Editor, ‘London Review’
I’m sure that Robert Irwin would be interested to know that things have moved on, yet stayed strangely the same at the School of Oriental and African Studies (LRB, 7 July). During my recently completed anthropology degree I used to breeze in at around 11 to play ‘World Cup ’90’ in the Junior Common Room. The meditative qualities of video-game football were, I found, a perfect accompaniment to my degree: Lévi-Strauss puts in a hard tackle on Evans-Pritchard and dribbles up to the half-way line. A long ball to Michel Foucault results in an exquisite one-two with Roland Barthes before Jean Baudrillard is caught out by the reality principle trap (offside). I still haven’t heard whether I’ve passed.
Donald Davie’s reply (Letters, 23 June) to my observations on his unawareness of Biblical allusion betrays an ignorance of Christian hermeneutic tradition. The typological identification of the man from Edom with red garments from Bozrah (Isaiah 63) as Christ is not mine, as Davie asserts (‘whom Wilson calls “Christ” ’), but goes back to the Church Fathers, and persisted not only through the Middle Ages but into Reformation tradition as well – my letter noted it in the Authorised Version’s headnote (‘Christ showeth who he is’). Though Davie personally might find this figure ‘far form Christ-like’ he might fruitfully ponder its occurrence in Lancelot Andrewes’s Easterday sermon on this very text in 1623: ‘it can be none but Christ,’ says Andrewes, who gives the blood a double reference: ‘His owne, His enemie’s blood: One sanguis agni, the blood of the lambe slaine: the other sanguis Draconis, the blood of the dragon, the red-dragon trode upon. One of His Passion, three dayes since: the other of his victorie, as to day.’ As for the scarlet and purple robes of Matthew and Mark, they are the figural fulfilment of both Isaiah 63 and Canticles 5.10. Red, comments Andrewes, ‘was His colour at His Passion. They put Him in purple: then it was His weed in derision’; quoting Isaiah 1.18 (on our sins as scarlet) Andrewes says that ‘crimsin, of as deep die as any purple’ is ‘the true tincture of our sinnes … for, Edom is redd … So was it meet for crimsin sinners to have a crimsin Saviour.’
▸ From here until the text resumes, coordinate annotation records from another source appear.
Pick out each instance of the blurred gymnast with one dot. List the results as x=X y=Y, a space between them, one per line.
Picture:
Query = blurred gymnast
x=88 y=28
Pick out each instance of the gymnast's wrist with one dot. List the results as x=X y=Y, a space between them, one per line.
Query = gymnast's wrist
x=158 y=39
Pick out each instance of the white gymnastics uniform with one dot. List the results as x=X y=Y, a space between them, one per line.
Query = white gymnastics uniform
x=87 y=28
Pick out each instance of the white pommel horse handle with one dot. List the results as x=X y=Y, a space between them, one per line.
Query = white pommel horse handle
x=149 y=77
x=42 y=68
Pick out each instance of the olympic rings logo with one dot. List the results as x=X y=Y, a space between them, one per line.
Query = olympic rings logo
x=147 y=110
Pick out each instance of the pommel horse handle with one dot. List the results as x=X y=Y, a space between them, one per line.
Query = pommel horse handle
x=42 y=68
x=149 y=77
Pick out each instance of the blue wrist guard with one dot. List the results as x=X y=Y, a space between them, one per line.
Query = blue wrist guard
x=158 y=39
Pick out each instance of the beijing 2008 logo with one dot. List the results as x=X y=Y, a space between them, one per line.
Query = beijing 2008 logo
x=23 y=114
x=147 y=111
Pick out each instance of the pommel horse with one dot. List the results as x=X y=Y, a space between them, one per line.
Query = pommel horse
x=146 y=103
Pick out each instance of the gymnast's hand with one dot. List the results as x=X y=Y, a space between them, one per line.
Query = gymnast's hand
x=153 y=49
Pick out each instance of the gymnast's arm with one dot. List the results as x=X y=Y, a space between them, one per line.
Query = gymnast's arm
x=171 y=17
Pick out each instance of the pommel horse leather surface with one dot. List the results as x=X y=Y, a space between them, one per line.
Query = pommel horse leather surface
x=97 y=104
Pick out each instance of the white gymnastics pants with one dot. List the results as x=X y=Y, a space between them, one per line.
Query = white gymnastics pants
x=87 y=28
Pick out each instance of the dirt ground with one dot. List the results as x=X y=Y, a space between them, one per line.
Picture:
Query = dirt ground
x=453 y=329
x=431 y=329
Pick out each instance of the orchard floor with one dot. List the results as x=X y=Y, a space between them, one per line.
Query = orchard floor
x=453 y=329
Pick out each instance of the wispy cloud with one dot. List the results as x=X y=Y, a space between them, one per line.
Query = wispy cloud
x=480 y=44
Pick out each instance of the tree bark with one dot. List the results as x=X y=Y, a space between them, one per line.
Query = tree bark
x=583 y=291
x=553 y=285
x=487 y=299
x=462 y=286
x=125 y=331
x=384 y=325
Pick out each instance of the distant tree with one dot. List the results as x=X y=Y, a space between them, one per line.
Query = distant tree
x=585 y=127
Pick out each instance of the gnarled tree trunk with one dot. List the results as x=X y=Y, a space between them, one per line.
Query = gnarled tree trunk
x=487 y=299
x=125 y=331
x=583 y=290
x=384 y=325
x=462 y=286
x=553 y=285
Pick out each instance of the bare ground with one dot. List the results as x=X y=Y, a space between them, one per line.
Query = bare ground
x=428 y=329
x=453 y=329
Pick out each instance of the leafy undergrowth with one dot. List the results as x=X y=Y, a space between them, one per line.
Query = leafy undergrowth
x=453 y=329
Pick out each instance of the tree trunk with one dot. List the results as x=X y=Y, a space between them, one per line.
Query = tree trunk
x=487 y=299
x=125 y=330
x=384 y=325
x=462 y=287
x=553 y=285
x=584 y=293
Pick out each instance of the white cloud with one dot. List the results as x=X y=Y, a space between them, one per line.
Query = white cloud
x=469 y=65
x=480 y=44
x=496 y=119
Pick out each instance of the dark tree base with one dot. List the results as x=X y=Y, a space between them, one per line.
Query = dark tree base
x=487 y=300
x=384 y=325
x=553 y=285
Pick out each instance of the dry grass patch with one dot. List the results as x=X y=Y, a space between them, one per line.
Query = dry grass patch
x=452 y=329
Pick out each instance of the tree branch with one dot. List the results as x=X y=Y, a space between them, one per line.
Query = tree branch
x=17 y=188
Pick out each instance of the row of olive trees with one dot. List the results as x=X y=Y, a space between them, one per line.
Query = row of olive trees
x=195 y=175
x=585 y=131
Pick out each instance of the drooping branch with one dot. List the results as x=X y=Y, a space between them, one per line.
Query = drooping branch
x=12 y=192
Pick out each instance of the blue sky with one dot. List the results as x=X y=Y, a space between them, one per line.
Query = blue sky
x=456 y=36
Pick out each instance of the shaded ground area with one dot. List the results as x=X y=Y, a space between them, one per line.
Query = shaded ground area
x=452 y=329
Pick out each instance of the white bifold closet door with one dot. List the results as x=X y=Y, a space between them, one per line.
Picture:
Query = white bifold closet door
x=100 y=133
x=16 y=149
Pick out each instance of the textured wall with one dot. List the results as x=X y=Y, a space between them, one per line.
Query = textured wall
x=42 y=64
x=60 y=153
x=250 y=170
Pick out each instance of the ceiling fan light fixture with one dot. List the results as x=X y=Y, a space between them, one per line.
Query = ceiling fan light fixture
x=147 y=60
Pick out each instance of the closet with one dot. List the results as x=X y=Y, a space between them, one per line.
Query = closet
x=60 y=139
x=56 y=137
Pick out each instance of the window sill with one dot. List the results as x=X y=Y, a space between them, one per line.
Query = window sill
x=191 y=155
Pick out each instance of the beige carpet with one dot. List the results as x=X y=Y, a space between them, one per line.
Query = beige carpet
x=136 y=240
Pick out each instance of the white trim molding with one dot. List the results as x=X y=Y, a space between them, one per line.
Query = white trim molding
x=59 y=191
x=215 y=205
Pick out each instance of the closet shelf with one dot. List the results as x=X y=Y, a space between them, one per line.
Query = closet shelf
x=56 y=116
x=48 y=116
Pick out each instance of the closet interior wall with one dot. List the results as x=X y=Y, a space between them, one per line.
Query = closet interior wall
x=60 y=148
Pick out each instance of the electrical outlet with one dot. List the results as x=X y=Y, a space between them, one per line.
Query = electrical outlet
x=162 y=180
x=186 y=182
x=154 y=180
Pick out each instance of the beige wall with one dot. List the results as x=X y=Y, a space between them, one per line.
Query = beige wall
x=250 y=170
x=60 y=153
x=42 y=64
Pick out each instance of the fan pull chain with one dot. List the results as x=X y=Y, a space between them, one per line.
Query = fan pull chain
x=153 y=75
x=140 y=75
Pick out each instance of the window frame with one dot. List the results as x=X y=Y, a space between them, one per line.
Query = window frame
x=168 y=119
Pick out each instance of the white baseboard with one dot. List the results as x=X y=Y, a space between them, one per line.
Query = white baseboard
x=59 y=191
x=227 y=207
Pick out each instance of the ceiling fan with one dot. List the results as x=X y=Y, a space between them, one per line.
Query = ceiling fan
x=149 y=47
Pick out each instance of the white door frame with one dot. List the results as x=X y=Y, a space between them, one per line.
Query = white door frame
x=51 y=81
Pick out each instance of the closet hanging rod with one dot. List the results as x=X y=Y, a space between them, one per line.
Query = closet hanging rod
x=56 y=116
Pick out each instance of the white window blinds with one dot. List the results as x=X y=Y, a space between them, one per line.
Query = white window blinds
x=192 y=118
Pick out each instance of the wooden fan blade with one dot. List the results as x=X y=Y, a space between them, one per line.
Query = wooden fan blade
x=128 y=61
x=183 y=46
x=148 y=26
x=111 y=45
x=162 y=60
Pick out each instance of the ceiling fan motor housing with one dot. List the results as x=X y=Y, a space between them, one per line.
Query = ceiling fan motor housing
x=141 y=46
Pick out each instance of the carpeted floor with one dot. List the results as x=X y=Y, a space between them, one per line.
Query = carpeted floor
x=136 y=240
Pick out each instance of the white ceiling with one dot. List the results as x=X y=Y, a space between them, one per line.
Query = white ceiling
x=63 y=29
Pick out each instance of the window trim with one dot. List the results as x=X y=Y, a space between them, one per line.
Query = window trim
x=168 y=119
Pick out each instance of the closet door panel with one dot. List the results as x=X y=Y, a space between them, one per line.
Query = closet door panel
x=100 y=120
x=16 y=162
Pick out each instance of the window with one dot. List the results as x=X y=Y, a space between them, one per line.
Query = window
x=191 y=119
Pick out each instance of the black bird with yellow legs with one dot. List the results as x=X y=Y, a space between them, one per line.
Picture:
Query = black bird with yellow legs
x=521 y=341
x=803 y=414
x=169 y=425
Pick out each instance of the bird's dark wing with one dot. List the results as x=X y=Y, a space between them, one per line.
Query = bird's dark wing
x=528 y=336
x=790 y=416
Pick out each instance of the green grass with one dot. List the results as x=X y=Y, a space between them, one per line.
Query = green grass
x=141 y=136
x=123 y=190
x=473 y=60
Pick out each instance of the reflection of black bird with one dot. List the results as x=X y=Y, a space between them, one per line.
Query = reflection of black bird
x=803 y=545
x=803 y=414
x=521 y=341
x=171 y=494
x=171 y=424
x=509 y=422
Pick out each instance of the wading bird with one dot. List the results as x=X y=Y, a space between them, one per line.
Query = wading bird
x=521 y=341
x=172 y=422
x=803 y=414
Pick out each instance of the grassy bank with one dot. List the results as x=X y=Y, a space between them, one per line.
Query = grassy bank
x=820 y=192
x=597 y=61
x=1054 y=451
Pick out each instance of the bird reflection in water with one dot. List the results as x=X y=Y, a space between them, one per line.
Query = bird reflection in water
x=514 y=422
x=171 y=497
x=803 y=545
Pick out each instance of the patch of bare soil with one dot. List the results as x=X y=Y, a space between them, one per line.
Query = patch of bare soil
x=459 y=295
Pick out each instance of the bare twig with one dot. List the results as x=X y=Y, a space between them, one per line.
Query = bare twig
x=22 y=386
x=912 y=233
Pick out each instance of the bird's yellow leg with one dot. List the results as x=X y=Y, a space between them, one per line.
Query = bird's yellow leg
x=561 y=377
All this was once a commonly understood inheritance. John Norris’s ‘Pindarique Ode’ on Isaiah 63 (A Collection of Miscellanies, 1687; nine editions by 1740) has Christ say: ‘The blood gush’d out in streams, and checquer’d o’re / My garments with its deepest gore.’ Indeed, not all in the 20th century are uninformed in these allusions: David Jones’s Passiontide fragment. The Fatigue (1965), has the lines: ‘and look: the red-dyed skydrape /from over Bosra way’.
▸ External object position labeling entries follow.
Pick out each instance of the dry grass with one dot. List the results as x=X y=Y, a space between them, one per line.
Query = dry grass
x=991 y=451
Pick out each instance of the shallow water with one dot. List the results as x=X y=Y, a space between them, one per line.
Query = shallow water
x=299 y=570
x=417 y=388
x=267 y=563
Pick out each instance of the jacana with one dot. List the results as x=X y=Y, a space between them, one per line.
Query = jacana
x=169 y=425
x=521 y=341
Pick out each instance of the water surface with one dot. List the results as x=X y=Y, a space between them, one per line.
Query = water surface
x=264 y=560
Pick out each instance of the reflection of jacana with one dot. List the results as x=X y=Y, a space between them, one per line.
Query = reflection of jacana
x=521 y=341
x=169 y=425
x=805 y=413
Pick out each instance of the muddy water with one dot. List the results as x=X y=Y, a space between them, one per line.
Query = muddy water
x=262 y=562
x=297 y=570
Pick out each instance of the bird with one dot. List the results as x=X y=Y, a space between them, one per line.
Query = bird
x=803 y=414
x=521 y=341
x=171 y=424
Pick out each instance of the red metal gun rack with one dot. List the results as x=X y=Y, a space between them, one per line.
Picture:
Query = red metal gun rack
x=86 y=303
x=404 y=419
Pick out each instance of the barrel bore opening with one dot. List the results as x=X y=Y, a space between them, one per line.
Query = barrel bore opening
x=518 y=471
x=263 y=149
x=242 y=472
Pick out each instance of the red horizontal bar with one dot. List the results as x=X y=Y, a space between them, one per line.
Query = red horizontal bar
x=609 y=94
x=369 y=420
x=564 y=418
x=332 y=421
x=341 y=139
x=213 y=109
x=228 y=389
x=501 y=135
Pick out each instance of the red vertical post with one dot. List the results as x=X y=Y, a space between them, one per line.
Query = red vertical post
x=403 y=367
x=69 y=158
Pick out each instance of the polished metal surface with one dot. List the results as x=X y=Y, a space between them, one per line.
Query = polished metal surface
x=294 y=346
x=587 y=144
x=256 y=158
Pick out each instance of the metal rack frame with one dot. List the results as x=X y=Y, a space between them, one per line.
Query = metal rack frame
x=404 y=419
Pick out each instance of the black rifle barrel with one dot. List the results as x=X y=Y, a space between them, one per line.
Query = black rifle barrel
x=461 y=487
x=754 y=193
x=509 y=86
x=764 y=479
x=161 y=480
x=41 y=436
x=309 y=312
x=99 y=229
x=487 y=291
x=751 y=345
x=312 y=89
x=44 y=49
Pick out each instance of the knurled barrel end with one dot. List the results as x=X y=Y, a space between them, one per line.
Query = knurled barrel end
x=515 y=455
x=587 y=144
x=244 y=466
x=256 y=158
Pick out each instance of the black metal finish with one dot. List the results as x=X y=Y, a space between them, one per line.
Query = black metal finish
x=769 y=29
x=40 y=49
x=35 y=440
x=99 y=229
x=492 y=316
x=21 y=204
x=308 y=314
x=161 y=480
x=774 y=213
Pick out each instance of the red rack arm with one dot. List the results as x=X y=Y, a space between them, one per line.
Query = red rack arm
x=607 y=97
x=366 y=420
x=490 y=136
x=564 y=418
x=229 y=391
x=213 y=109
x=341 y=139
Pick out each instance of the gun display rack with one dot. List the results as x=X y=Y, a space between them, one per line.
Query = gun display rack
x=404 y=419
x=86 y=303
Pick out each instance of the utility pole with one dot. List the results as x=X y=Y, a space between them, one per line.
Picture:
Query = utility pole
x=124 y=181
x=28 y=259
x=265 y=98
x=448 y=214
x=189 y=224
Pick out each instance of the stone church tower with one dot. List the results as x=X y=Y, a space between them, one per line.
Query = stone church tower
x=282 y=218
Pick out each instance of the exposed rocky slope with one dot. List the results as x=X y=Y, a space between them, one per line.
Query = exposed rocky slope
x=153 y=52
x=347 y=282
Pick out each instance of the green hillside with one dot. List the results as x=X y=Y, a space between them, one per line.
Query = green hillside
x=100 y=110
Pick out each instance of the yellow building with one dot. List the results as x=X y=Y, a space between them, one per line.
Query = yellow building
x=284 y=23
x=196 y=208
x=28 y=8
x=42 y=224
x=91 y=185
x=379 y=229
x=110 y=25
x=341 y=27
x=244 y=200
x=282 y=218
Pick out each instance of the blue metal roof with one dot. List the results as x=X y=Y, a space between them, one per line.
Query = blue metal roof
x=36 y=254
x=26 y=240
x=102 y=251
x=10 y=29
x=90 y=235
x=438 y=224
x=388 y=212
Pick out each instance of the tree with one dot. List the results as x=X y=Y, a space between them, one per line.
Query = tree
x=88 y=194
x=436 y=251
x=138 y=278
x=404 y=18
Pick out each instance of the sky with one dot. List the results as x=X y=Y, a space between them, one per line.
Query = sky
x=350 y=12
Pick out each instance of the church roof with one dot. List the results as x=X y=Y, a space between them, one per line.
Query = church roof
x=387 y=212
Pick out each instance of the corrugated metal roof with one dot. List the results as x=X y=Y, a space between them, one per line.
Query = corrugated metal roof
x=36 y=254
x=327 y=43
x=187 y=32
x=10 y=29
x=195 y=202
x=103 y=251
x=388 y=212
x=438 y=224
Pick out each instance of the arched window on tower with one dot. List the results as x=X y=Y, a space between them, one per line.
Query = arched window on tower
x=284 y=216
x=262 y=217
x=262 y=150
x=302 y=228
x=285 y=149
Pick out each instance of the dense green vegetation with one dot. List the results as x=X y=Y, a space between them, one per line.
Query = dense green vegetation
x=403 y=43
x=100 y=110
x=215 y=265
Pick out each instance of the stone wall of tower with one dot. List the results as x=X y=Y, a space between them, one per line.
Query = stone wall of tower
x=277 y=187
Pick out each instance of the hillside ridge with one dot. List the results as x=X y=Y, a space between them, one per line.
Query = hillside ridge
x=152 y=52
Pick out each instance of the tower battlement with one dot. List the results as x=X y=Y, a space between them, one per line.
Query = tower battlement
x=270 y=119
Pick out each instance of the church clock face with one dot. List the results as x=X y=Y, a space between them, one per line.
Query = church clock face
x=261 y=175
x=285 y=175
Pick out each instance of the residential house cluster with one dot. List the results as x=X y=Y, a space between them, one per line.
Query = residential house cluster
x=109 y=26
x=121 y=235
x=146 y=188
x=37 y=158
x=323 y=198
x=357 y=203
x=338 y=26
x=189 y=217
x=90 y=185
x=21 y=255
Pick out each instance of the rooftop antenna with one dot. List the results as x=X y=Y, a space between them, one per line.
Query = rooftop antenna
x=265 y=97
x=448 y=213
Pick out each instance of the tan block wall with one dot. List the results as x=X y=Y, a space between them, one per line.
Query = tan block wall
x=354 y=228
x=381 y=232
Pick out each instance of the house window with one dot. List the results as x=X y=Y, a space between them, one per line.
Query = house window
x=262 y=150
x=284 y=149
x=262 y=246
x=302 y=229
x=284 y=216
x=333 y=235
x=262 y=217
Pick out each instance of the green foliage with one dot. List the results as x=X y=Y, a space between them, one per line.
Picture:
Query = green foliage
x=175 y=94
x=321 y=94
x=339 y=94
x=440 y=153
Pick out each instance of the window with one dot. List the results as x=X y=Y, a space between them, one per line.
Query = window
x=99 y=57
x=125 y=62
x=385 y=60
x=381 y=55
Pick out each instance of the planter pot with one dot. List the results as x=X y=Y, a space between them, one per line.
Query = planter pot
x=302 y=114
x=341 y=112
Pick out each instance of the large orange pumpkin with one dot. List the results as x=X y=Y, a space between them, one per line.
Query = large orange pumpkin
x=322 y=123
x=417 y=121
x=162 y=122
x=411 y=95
To ‘derive’, as Davie does, Isaac Watts’s crimson robe from a Polish Jesuit is bizarre in the light of such an ancient and common tradition, both Catholic and Protestant. Davie’s stance puts me in mind of a scene from Sheridan’s The Critic, III.1, in which, within a play, a Beefeater utters the line ‘“Perdition catch my soul but I do love thee” ’; those watching comment as follows:
SNEER: Haven’t I heard that line before?
PUFF: No, I fancy not – Where pray?
DANGLE: Yes, I think there is something like it in Othello.
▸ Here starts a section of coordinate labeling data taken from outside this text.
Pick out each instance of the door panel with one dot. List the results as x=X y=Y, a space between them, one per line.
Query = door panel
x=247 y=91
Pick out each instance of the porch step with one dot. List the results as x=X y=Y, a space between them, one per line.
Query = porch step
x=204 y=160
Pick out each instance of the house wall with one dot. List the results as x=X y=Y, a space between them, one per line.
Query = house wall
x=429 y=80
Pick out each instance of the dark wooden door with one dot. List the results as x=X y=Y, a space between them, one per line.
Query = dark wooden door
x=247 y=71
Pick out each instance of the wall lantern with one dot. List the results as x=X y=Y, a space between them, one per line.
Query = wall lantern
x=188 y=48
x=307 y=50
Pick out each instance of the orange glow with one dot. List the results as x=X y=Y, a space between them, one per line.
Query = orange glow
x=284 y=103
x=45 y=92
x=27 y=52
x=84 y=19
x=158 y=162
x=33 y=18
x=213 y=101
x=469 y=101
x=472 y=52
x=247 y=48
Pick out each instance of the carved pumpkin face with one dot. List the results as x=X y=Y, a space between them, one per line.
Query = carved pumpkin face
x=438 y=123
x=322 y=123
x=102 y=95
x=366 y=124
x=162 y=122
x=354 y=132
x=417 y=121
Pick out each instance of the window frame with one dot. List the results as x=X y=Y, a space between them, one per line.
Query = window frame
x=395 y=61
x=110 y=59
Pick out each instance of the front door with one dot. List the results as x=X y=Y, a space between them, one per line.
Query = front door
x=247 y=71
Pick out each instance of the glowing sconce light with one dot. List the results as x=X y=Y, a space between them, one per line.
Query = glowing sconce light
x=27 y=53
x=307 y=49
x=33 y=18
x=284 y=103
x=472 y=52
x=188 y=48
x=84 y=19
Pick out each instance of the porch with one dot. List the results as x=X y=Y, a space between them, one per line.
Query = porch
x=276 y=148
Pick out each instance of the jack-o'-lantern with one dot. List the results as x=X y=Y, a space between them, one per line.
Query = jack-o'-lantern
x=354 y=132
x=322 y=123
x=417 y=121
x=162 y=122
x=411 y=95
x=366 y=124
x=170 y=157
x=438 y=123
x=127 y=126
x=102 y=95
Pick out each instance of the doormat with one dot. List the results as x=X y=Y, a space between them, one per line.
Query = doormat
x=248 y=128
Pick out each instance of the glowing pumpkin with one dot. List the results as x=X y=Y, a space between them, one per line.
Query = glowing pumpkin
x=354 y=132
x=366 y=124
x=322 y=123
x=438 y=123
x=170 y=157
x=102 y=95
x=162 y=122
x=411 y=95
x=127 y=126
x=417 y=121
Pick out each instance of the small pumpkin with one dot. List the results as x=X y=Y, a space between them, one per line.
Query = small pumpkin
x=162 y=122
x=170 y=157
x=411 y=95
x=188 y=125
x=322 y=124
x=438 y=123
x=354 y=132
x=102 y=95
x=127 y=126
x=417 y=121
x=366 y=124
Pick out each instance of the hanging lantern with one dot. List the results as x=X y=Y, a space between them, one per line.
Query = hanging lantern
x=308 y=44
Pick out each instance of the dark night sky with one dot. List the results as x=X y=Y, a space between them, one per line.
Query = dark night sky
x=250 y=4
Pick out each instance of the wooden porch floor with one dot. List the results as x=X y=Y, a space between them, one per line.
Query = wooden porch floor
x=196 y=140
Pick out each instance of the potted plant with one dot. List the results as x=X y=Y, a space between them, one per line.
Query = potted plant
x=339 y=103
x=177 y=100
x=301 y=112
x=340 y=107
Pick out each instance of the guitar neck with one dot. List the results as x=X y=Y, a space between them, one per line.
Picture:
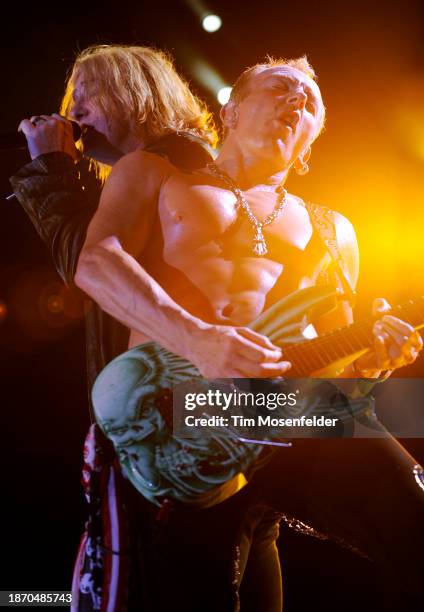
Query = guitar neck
x=313 y=355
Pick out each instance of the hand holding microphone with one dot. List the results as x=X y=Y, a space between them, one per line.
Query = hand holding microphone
x=50 y=133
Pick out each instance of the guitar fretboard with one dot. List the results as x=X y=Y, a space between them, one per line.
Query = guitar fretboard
x=315 y=354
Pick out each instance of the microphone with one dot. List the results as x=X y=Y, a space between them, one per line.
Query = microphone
x=17 y=140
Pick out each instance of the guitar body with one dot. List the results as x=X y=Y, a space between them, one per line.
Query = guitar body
x=132 y=400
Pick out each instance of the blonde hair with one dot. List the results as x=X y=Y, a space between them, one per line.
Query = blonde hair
x=242 y=85
x=139 y=88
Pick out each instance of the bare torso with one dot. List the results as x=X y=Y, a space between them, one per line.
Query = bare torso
x=201 y=250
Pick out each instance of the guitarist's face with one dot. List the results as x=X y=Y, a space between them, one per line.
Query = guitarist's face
x=280 y=115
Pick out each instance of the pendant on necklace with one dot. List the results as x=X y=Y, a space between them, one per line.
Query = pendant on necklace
x=260 y=244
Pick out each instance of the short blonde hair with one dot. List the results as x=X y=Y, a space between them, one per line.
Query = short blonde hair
x=242 y=85
x=139 y=87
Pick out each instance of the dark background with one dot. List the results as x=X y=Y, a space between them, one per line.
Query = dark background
x=368 y=164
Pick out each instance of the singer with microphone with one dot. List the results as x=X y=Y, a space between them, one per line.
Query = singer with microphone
x=117 y=99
PUFF: Gad! now you put me in mind on’t, I believe there is – but that’s of no consequence – all that can be said is, that two people happened to hit on the same thought – and Shakespeare made use of it first, that’s all.
Davie would say the line derived from the Beefeater; I would say it actually comes from Shakespeare.
Worcester College, Oxford
According to David Wootton (LRB, 21 July), ‘the Thirty-Nine Articles required all Englishmen to practise archery on Sundays.’ Would Professor Wootton please explain which of the Articles he has in mind?